Ragazze, dobbiamo imparare a volerci bene. Davvero.


32D33A5C-89A4-4B2B-8142-0CD62B53A05DProprio ieri sera leggevo, su Internazionale, un bell’articolo di Rebecca Solnit sulla violenza contro le donne.

L’ho messo da parte per leggerlo in classe. Contiene delle osservazioni molto interessanti, su cui ognuna di noi dovrebbe riflettere. Ne voglio parlare con i miei ragazzi.

Soprattutto con le ragazze.

Noi donne non abbiamo ancora imparato a volerci bene.

Decenni di femminismo, almeno nelle società occidentali, non sono bastati a metterci al riparo dalla violenza esercitata dagli uomini.

Parrebbe piuttosto il contrario: da qualche anno a questa parte sembrerebbe essere rientrato dalla finestra ciò che credevamo di aver chiuso fuori dalla nostra porta.

Abbiamo forse sbagliato a dare per scontate vittorie che non erano ancora tali, che avevano bisogno di un consolidamento maggiore.

Il lavoro che abbiamo di fronte è ancora tanto: c’è da costruire, nelle donne che siamo, soprattutto la solidità interiore, la convinzione che non abbiamo bisogno dell’approvazione di nessuno, e men che meno di un uomo, per avere considerazione di noi stesse.

Una donna solida interiormente verrà difficilmente scalfita da un uomo con tendenze distruttive, perché lei non si farà nemmeno avvicinare da una personalità disturbata.

I drammi, infatti, scattano nel momento in cui una donna fragile permette che un uomo disconfermante si infiltri nelle crepe della sua autostima. Se invece l’autostima  è solida, nessuna critica, nessun giudizio negativo potrà arrivare a minare un edificio che nella sua sostanza ha delle buone fondamenta.

La violenza, infatti, non ha a che fare soltanto con i casi di cronaca che, per fortuna, per quanto terribili, sono assai limitati.

La vera violenza contro le donne, come ho letto da qualche parte, “ha le chiavi di casa”, proviene dalle persone con cui troppo spesso, purtroppo, condividiamo la quotidianità.

È diffusissima, capillarmente infiltrata.

Molte di noi sanno, infatti, che senso di paura si prova ad infilare la chiave nella serratura di casa, sapendo che potrebbe succedere qualcosa di tremendo.

Molte di noi hanno provato l’angoscia che si prova a procrastinare il momento di tornare a casa, restando al lavoro con qualsiasi pretesto.
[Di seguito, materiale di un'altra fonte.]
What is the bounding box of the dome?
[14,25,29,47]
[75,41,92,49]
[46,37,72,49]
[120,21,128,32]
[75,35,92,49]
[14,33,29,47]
Molte di noi hanno sperimentato l’inquietudine che nasce davanti al weekend, o alle vacanze, troppo pieni di ore da trascorrere “nell’intimità familiare”.

Moltissime di noi sono restate in silenzio, non hanno raccontato che troppo tardi ciò che accadeva in casa, convinte che fosse colpa loro, che nessuno avrebbe creduto. Terrorizzate anche solo all’idea di vedere arrivare in casa la polizia, spaventate dall’idea di essere chiamate a giustificarsi.

Perché, diciamolo: molte di noi sono convinte di avere delle colpe. Che se una persona stimata, ammirata, quale è il loro marito o il loro compagno, reagisce con una violenza tanto pervasiva, una parte delle colpa deve essere loro, delle donne.

È su questo aspetto che noi donne siamo chiamate a lavorare, tanto come educatrici, quanto come autoeducatrici. Finché non avremo introiettato l’idea che il rispetto è una cosa da pretendere, che nessuno a ha il diritto di imporci come dobbiamo essere, gli uomini si arrogheranno tale diritto e nessuna manifestazione con le scarpette rosse inciderà davvero nel profondo.

Allontaniamo da noi i rapporti che ci avvelenano l’anima, prima che sia troppo tardi. Parliamone.